Soma's mission is to develop a deep understanding of the world by generating the most versatile and effective general-purpose embeddings for a wide range of data types.

Embeddings as Foundations

Embeddings are crucial for many existing machine learning applications. They provide a compact and efficient representation of complex data, enabling tasks such as natural language processing, computer vision, and recommendation systems. By transforming raw data into refined embeddings, these embeddings serve as the building blocks that more specialized advanced AI tasks possible and effective.

Network Objective

The objective of Soma is to generate the most useful general-purpose embeddings for various data types, creating a deep understanding of the world. While the network supports online inference, its primary goal is continuously improve a massive multimodal embedding network. Such that distilled models from Soma outperform previous versions and set new standards in machine learning benchmarks. By transforming raw high-dimensional data into refined embeddings, Soma makes it possible to fine-tune models with minimal compute and energy, supporting a wide range of use cases.

Decentralization

Soma leverages the inherent advantages of decentralization:

Pooling of Resources: Decentralization allows the network to effectively pool compute power, energy, data, and machine learning techniques from a diverse set of contributors. This collective approach enables the creation of networks that would be cost-prohibitively expensive to train otherwise.

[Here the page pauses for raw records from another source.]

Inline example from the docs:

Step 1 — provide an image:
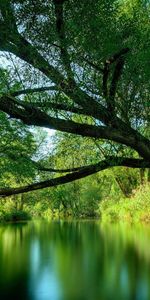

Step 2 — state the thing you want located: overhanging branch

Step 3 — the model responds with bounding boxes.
[0,157,150,197]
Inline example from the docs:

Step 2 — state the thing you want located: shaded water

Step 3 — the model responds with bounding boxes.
[0,221,150,300]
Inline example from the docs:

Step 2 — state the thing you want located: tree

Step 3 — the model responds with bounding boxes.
[0,0,150,196]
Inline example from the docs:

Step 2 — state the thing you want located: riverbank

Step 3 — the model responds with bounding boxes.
[0,183,150,223]
[100,184,150,223]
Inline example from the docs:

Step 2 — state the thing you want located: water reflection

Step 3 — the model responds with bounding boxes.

Diverse Perspectives and Reduced Bias: The world is inherently decentralized, with data and insights spread across various sources and regions. Soma's network mirrors this natural distribution, ensuring that embeddings are enriched by a wide array of perspectives and contexts. This diversity reduces bias, as there is no central controlling entity, promoting fairness and inclusivity in data representations.

Continuous Improvement through Competition: The decentralized structure of Soma fosters continuous improvement through economic competition and a "survival of the fittest" dynamic. As the network evolves, it self-improves by encouraging the best contributions to rise to the top. By democratizing access to advanced AI capabilities, Soma lowers barriers to entry, allowing more individuals and organizations to benefit from and contribute to the development of high-quality world model.

Architecture

Soma is composed of two major systems: the encoders and the validators. Encoders are isolated machine learning models equipped with webhooks that allow validators to call on them to perform tasks. Validators handle maintaining balances, validating transactions, issuing and calculating network rewards, and verifying the work performed by encoders.

This separation of roles is designed to focus the skill sets of network participants, improve maintainability, and increase modularity. Individuals with the expertise and stake necessary to run validators can do so without needing to be top-tier data scientists. Conversely, data scientists can contribute their skills without the additional work and stake requirements of running a validator.

Encoders

Encoders are machine learning models that generate embeddings from a given piece of data. Encoders are organized into groups called shards, which are selected using a stake-weighted random sample. The "best" embedding produced by the encoders in the shard receives a reward for its quality. Although only the highest-performing encoder is rewarded, all embeddings from the shard contribute to the final result. The final embedding returned to the data submitter is a weighted average based on the differential loss of the embeddings. If an embedding is deemed an outlier, the encoder responsible is slashed, and the proposed embedding is disqualified. The lowest-performing encoder models receive a minor penalty, which, though severe, creates a strong incentive for improvement or departure from the network. The reward and slashing system is designed to meritocratically enhance performance and eliminate unfit encoder models.

Validators

Validators form the core infrastructure responsible for handling transactions, managing account balances, performing staking operations, and bridging between encoders and data submitters. They use a directed acyclic graph (DAG) method to achieve high throughput and fast finality, prioritizing speed and efficiency over atomic ordering of events. This results in lower latency between transaction submission and finality. For more detailed information, refer to the Consensus section.

Embedding Process

  1. A new piece of data is submitted to the network for a fee.
  2. The network self-selects a shard of encoders to individually embed the data.
  3. Their embeddings are aggregated with a performance-weighted average that ensembles features from the different encoders while ensuring high semantic integrity.
  4. The individual embedding with the best performance is rewarded for its work. Poor performing encoders are penalized.
  5. Shard selection becomes increasingly intelligent in routing submitted data to specialized encoders that perform best in their respective section of the embedding space.